Юрьев не различал звукообразов, выраставших из чтения поэтов. А за собой он не замечал, что декламационный пафос и голосовые раскаты и переливы заглушают и заслоняют звукопись и живопись поэта.
Из-за стены я часто слышал, как Юрьев разучивает для концерта стихи:
Но силой ветров от залива
Перегражденная Нева
Обратно шла, гневна, бурлива,
И затопляла острова…
Юрьев по многу раз повторял: «бурлива», – беря то выше, то ниже, то скандируя слоги: «бур-ли-ва», – то растягивая «и»: «бур-ли-и-ива», – и наконец останавливался на каком-нибудь звуковом варианте. Мне было ясно, что Юрьев тщится изобразить голосом взвихренность Невы, но я не понимал, почему его удовлетворяет именно этот звуковой вариант: в таком произнесении Нева, на мой слух, не становилась «бурливей». Слушая Юрьева, я следил за модуляциями его мощного, с бархатцей, голоса, а наводнения не видел и не слышал. Когда же «Медного Всадника» читал Яхонтов, у которого мысль, чувство и зрительный образ были сращены со звуковой оболочкой, то я слышал не голос чтеца, а злобный рев волн и видел омраченный Петроград.

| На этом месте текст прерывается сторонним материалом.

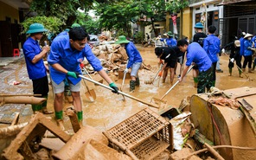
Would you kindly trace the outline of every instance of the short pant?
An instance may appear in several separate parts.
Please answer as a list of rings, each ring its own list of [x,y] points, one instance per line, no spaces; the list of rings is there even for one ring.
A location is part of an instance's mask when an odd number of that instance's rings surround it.
[[[141,63],[142,62],[135,62],[132,64],[131,76],[137,77],[138,71],[140,68]]]
[[[78,82],[76,85],[73,85],[69,80],[67,80],[71,92],[80,92],[81,81]],[[60,93],[64,92],[65,83],[64,80],[57,85],[54,80],[52,80],[54,93]]]
[[[181,65],[183,64],[183,56],[177,57],[177,62]]]

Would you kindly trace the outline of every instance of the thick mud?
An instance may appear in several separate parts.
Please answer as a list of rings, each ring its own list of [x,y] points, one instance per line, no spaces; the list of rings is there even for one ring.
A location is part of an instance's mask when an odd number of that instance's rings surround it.
[[[143,56],[144,63],[145,65],[150,65],[152,69],[150,71],[145,69],[139,71],[140,86],[137,87],[134,93],[129,92],[130,80],[126,79],[123,92],[138,99],[150,102],[153,98],[160,99],[171,87],[170,83],[170,74],[165,83],[162,83],[162,80],[156,79],[151,85],[144,84],[145,80],[150,80],[156,75],[159,69],[158,60],[154,54],[154,48],[143,48],[138,45],[138,48]],[[256,87],[256,74],[248,74],[246,72],[246,74],[250,77],[250,80],[254,80],[253,81],[250,81],[245,75],[243,75],[243,78],[240,78],[238,69],[234,67],[233,76],[228,76],[228,56],[224,54],[220,58],[221,63],[221,68],[224,73],[216,73],[216,87],[221,90],[241,86]],[[179,65],[176,72],[174,83],[177,81]],[[6,67],[0,67],[0,74],[1,93],[33,93],[32,82],[29,79],[24,59],[10,63]],[[121,86],[122,79],[118,79],[118,76],[113,74],[110,74],[110,76],[115,80],[118,86]],[[14,82],[16,81],[19,81],[21,84],[14,85]],[[103,84],[107,85],[105,81]],[[122,95],[112,93],[110,90],[99,86],[96,86],[94,91],[97,98],[94,102],[90,102],[86,99],[83,89],[81,89],[80,94],[82,95],[84,116],[83,123],[84,125],[93,126],[99,131],[107,130],[129,118],[139,110],[144,107],[150,107],[147,105],[130,98],[125,98],[125,101],[124,101]],[[196,93],[196,88],[194,87],[191,72],[184,78],[184,80],[176,85],[163,99],[167,101],[168,106],[178,107],[182,99],[195,93]],[[54,111],[54,99],[51,90],[49,91],[48,99],[48,110]],[[65,104],[65,107],[70,106],[72,106],[72,104]],[[157,109],[156,108],[150,107],[150,109],[157,112]],[[21,112],[20,123],[27,122],[29,120],[32,114],[31,106],[6,104],[0,106],[0,127],[9,125],[8,123],[11,123],[16,112]],[[52,114],[50,117],[54,121],[54,115]],[[67,116],[64,116],[64,122],[66,129],[72,132],[73,129]]]

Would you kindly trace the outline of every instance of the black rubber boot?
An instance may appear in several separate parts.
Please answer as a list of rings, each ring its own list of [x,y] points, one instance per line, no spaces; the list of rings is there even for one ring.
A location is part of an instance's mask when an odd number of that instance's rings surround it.
[[[135,90],[136,80],[130,80],[130,92]]]
[[[136,86],[139,86],[140,83],[139,83],[139,78],[136,77]]]

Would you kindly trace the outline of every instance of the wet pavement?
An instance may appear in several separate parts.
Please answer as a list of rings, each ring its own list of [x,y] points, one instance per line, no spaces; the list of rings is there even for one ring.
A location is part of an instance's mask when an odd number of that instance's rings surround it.
[[[158,60],[154,54],[154,48],[143,48],[138,46],[138,48],[143,56],[144,63],[145,65],[150,65],[152,69],[150,71],[145,69],[139,71],[141,85],[139,87],[136,88],[134,93],[129,93],[130,80],[125,80],[123,92],[138,99],[150,102],[152,98],[160,99],[171,87],[171,85],[170,84],[170,77],[167,77],[166,82],[163,84],[162,83],[162,80],[156,80],[152,85],[144,84],[145,80],[153,78],[157,72],[159,68],[157,64]],[[4,64],[4,61],[2,61],[2,62]],[[256,74],[248,74],[246,72],[250,79],[254,80],[253,81],[249,81],[245,75],[244,78],[240,78],[237,68],[234,67],[233,76],[228,76],[228,56],[225,54],[221,56],[221,68],[224,73],[216,73],[216,87],[221,90],[242,86],[256,87]],[[177,71],[179,71],[179,67],[177,67]],[[115,83],[118,86],[121,86],[122,79],[118,79],[118,77],[113,74],[111,74],[110,76],[112,80],[115,80]],[[33,93],[32,82],[29,79],[23,58],[10,61],[7,65],[1,66],[0,78],[1,94]],[[175,77],[174,83],[176,80],[177,74]],[[14,85],[14,82],[16,81],[19,81],[21,84]],[[104,84],[107,85],[105,81]],[[94,102],[89,102],[86,99],[83,95],[84,92],[81,90],[84,125],[89,125],[100,131],[107,130],[133,115],[139,110],[144,107],[149,107],[147,105],[129,98],[125,98],[126,101],[123,101],[123,97],[121,95],[112,93],[111,91],[99,86],[96,86],[94,91],[97,99]],[[192,73],[189,73],[184,78],[183,82],[179,83],[175,86],[163,99],[167,100],[169,106],[178,107],[182,99],[195,93],[196,93],[196,88],[194,87]],[[72,104],[65,104],[65,107],[70,106],[72,106]],[[54,111],[53,94],[51,90],[49,91],[48,108]],[[156,108],[150,108],[157,112],[157,109]],[[1,122],[11,122],[11,119],[16,112],[21,113],[20,123],[29,121],[32,115],[30,105],[5,104],[0,106],[0,127],[7,126],[8,125],[1,124]],[[54,121],[54,114],[50,117]],[[72,126],[67,116],[64,116],[64,121],[66,129],[72,131]]]

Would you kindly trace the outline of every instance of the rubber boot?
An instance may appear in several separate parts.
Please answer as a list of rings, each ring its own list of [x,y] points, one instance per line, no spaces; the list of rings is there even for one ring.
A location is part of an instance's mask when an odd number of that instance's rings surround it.
[[[77,118],[78,118],[78,123],[80,127],[83,126],[83,111],[77,112]]]
[[[213,86],[215,86],[215,80],[213,80]]]
[[[232,67],[228,68],[228,72],[229,72],[229,76],[232,76]]]
[[[239,70],[238,70],[238,73],[239,73],[239,77],[243,78],[243,76],[242,76],[242,71],[240,71],[240,70],[239,69]]]
[[[252,71],[254,71],[254,69],[255,69],[255,65],[256,65],[255,63],[253,64]]]
[[[136,80],[130,80],[130,92],[135,90]]]
[[[33,113],[42,112],[42,105],[32,105]]]
[[[197,84],[198,84],[198,78],[197,77],[194,77],[194,87],[197,87]]]
[[[139,86],[140,83],[139,83],[139,78],[136,77],[136,86]]]
[[[55,112],[55,118],[57,125],[61,128],[61,130],[65,131],[64,123],[63,123],[63,112]]]
[[[248,73],[253,73],[253,71],[252,70],[252,68],[248,68]]]
[[[54,112],[52,112],[52,111],[48,111],[48,109],[47,109],[48,95],[43,96],[43,98],[46,99],[46,101],[44,101],[44,102],[42,104],[42,113],[43,113],[43,114],[52,114],[52,113],[54,113]]]

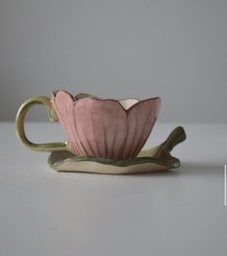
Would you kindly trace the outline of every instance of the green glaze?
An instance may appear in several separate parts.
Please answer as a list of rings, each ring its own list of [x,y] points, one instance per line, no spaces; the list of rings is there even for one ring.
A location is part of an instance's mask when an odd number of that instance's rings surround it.
[[[43,105],[47,109],[50,121],[56,121],[58,119],[49,98],[45,96],[38,96],[26,100],[19,108],[15,117],[15,132],[18,140],[29,149],[36,151],[52,152],[59,150],[70,150],[67,143],[34,144],[27,139],[24,132],[25,116],[31,107],[37,104]]]
[[[178,158],[173,157],[170,152],[175,145],[185,140],[185,132],[183,127],[179,126],[175,128],[168,136],[167,140],[159,145],[150,148],[148,150],[141,151],[138,157],[127,159],[127,160],[113,160],[96,156],[77,156],[71,152],[52,152],[48,158],[48,164],[53,170],[64,167],[69,163],[78,162],[95,162],[103,165],[111,165],[116,167],[127,167],[133,165],[142,165],[147,163],[154,163],[162,166],[163,169],[174,169],[181,166],[181,162]],[[90,170],[88,170],[90,172]]]

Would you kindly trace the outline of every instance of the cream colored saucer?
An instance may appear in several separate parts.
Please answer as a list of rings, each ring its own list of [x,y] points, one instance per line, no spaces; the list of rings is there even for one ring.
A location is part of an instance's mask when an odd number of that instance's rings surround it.
[[[183,127],[175,128],[167,140],[159,145],[141,151],[137,157],[115,161],[96,156],[77,156],[68,151],[55,151],[49,155],[50,168],[60,172],[86,172],[109,175],[148,173],[181,166],[170,152],[175,145],[185,140]]]

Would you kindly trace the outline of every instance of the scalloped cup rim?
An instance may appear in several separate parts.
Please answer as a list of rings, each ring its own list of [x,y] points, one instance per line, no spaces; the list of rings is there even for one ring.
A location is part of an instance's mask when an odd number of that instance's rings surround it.
[[[111,101],[111,102],[115,102],[116,104],[118,104],[126,112],[130,112],[132,109],[134,109],[137,105],[139,104],[142,104],[144,102],[147,102],[147,101],[159,101],[159,104],[161,102],[161,99],[160,97],[153,97],[153,98],[148,98],[148,99],[143,99],[143,100],[140,100],[140,99],[137,99],[137,98],[126,98],[126,99],[121,99],[121,100],[116,100],[116,99],[101,99],[101,98],[96,98],[95,96],[87,96],[87,97],[84,97],[84,98],[81,98],[81,99],[76,99],[75,97],[76,96],[73,96],[72,94],[71,94],[70,92],[66,91],[66,90],[55,90],[52,92],[52,95],[53,97],[55,98],[57,96],[58,93],[66,93],[68,94],[73,104],[76,103],[77,101],[86,101],[88,99],[90,100],[93,100],[93,101],[99,101],[99,102],[108,102],[108,101]],[[121,101],[127,101],[127,100],[137,100],[136,103],[132,104],[128,109],[126,109],[120,102]]]

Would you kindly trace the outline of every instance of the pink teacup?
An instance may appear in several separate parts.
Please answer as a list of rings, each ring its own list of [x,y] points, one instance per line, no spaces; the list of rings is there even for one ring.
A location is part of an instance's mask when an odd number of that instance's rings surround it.
[[[24,133],[24,117],[34,104],[43,104],[51,120],[59,120],[66,143],[35,144]],[[135,157],[144,146],[157,118],[160,98],[146,100],[99,99],[88,94],[73,97],[55,91],[51,98],[27,100],[16,115],[19,140],[39,151],[70,150],[75,155],[91,155],[115,160]]]

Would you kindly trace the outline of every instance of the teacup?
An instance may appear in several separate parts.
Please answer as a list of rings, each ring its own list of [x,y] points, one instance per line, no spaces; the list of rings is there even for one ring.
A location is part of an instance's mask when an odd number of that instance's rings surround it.
[[[51,121],[59,120],[66,143],[37,144],[24,132],[24,119],[35,104],[46,107]],[[54,91],[50,98],[32,97],[16,114],[16,133],[20,142],[37,151],[70,150],[80,156],[115,160],[135,157],[144,146],[157,118],[160,98],[100,99],[88,94],[73,97],[67,91]]]

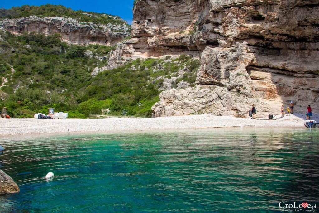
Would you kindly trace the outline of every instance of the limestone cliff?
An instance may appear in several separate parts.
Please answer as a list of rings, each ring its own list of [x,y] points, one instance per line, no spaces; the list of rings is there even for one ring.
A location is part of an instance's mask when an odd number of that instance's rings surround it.
[[[156,116],[319,109],[319,1],[139,0],[132,38],[108,68],[137,57],[201,57],[195,88],[163,91]]]
[[[92,23],[80,22],[71,18],[42,18],[35,16],[0,21],[0,29],[16,34],[32,32],[46,35],[57,33],[64,41],[70,43],[109,46],[115,45],[130,34],[127,26],[124,24],[97,26]]]

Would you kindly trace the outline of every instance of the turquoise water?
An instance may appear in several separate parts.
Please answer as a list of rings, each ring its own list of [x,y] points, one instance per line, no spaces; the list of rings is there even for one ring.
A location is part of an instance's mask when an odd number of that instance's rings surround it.
[[[318,205],[319,131],[225,129],[0,139],[1,212],[279,212]],[[54,173],[49,181],[44,178]],[[317,209],[319,211],[319,209]]]

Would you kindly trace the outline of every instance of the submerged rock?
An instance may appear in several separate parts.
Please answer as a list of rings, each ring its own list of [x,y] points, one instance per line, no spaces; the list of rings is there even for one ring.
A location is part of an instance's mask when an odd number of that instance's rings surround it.
[[[19,192],[20,189],[11,177],[0,169],[0,194]]]

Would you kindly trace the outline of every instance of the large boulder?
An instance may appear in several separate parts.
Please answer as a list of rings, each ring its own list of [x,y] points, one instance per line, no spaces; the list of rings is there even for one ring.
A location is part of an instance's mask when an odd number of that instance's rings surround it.
[[[0,194],[19,192],[20,189],[11,177],[0,169]]]

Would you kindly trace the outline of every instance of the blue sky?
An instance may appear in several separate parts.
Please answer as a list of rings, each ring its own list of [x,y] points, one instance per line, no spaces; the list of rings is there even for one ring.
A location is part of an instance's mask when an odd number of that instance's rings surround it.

Юрьев никогда не читал ни своим гостям, ни у кого-либо в гостях. Он особенно волновался на своих концертах, больше, чем на спектаклях. В антракте он менял сорочку, и ту, что снимал, можно было выжать. Однако интимная обстановка волновала его еще сильнее, чем битком набитый зрительный зал. Люди, мало знавшие Юрьева, были уверены, что он кривляется, не сдаваясь на уговоры и просьбы что-нибудь почитать. Но это было не ломанье – это была невозможность преодолеть себя.
Юрьев часто употреблял шутливо-грубые выражения. Не повышая голоса, а лишь с ноткой капризного ребенка, он говорил прислуге:
– Поля! Ну что же вы, сукина дочь, обед не подаете? Я из-за вас на спектакль опоздаю.
– Поля, чертова сволочь! Куда вы задевали мои запонки?
«Сукина дочь», еле повертываясь, еле перевертываясь и фыркая в кулак, принималась искать запонки или вплывала в столовую, неся тарелку с супом.
При мне Юрьев ни разу не вышел из себя, ни на кого не накричал. Я вообще не слышал от него резких суждений о людях. Он был благожелателен от природы, что явствует из его «Записок», в которых он показывает людей с лучшей их стороны. Вот обижался он, как избалованный мальчик. Однажды пришел откуда-то поздним вечером и потребовал, чтобы Поля налила ему чаю непременно в его любимую чашку с мушкой, оставшуюся от фамильного сервиза. Как на грех, чашка куда-то запропастилась. Юрий Михайлович облокотился на буфет в коридоре и заплакал.